We are currently in a season of waiting for God to move us. Quite literally. We love our current house but feel the need to be closer to church family and work. So, we are waiting on God’s timing and not our own, which is hard. This season of waiting has led me to think about how we wait and how waiting can honor God. As I look to the Bible for guidance on how to wait faithfully I have been drawn to the story of the Israelites, who were no strangers to waiting. Their history is a pattern of God’s rescue followed by waiting. Sin and more waiting. Law and waiting until final redemption arrived in the Messiah.
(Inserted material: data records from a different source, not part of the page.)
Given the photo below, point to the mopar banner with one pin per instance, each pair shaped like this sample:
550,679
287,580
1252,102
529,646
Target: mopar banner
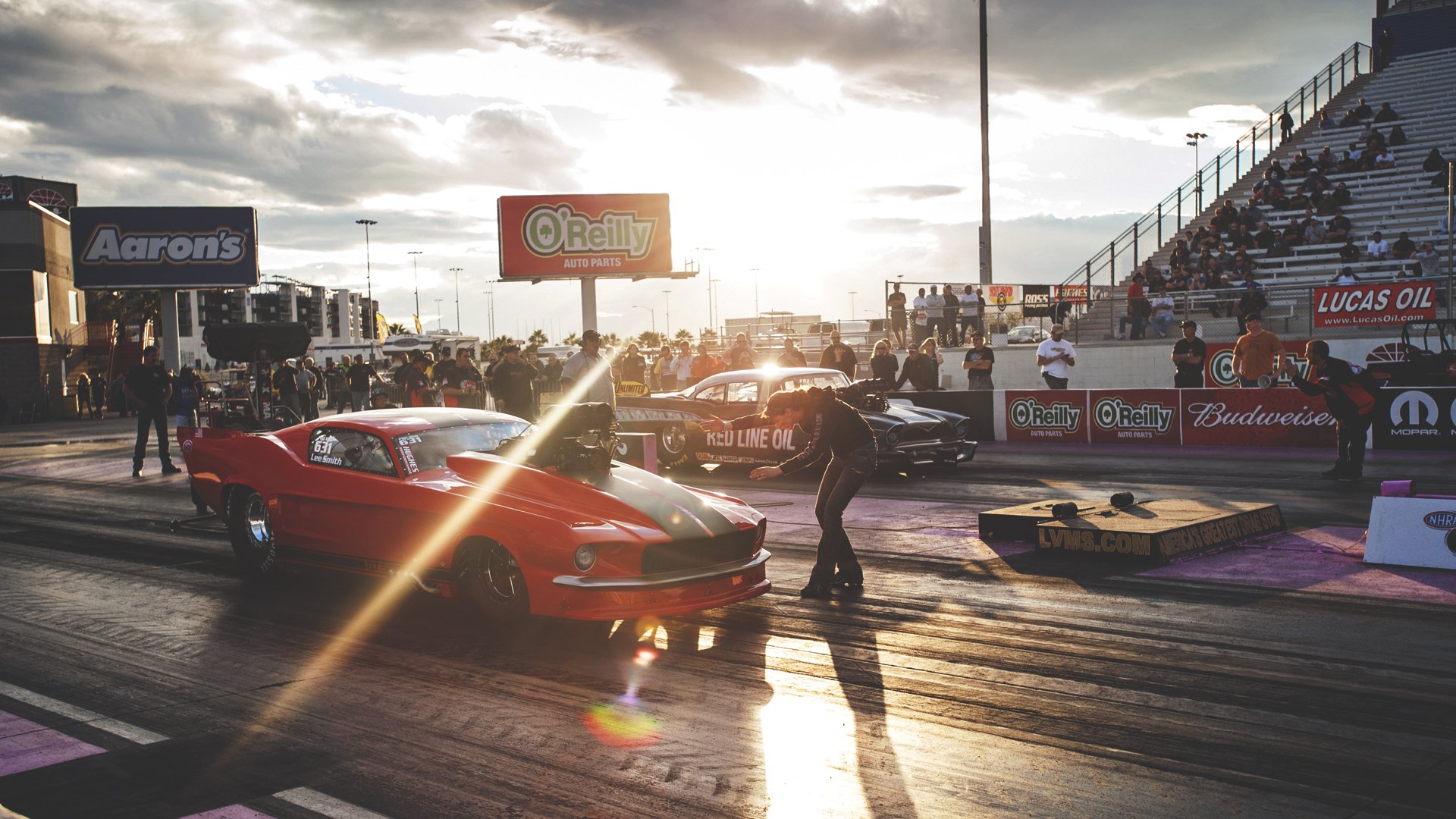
118,248
582,235
1047,414
1256,417
1036,300
1134,416
1391,302
1416,417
Before the Israelites spent 40 years in the wilderness, God rescued them from captivity. I can only imagine what the people expected freedom to look like, and yet God’s plan was so much different. He used their time in the wilderness to change their perspective from that of slaves to that of free people. He had a plan, and yet the people complained. He provided and the people complained. He gave them the law and they broke it. I can identify with how the Israelites reacted to their situations in which their expectations were not met. During seasons of waiting my instincts are to find a faster way through the season and to complain. It feels so natural to react that way, and yet I feel the Spirit’s pull to a better way.

So how do I wait faithfully? What have I learned from how the Israelites waited in the wilderness? In Leviticus 26: 11-13, God says, “I will put my dwelling place among you, and I will not abhor you. I will walk among you and be your God, and you will be my people. I am the Lord your God, who brought you out of Egypt so that you would no longer be slaves to the Egyptians; I broke the bars of your yoke and enabled you to walk with heads held high.”

I see two truths from these verses that can change the way I wait:

  1. Remember that God has not left me alone. His expectation is not for me to blaze my own way through life and to pull myself up by my bootstraps. He has given me the Holy Spirit to comfort me.
  2. Remember the faithfulness of God in my past and throughout history. The Bible is full of truth and stories that teach us about the character of God, and when I look at my story up to this point I can see how faithful God has been to me.

So, I turn to God. Over and over again. Admitting that I put the yoke of slavery to sin back on myself. Complaining and self-righteousness are old friends of mine and yet I have to forsake them over and over and turn back to the one who is faithful. He is faithful to respond, to break the yoke of slavery, and to enable me “to walk with my head held high” despite whatever circumstances in which I find myself.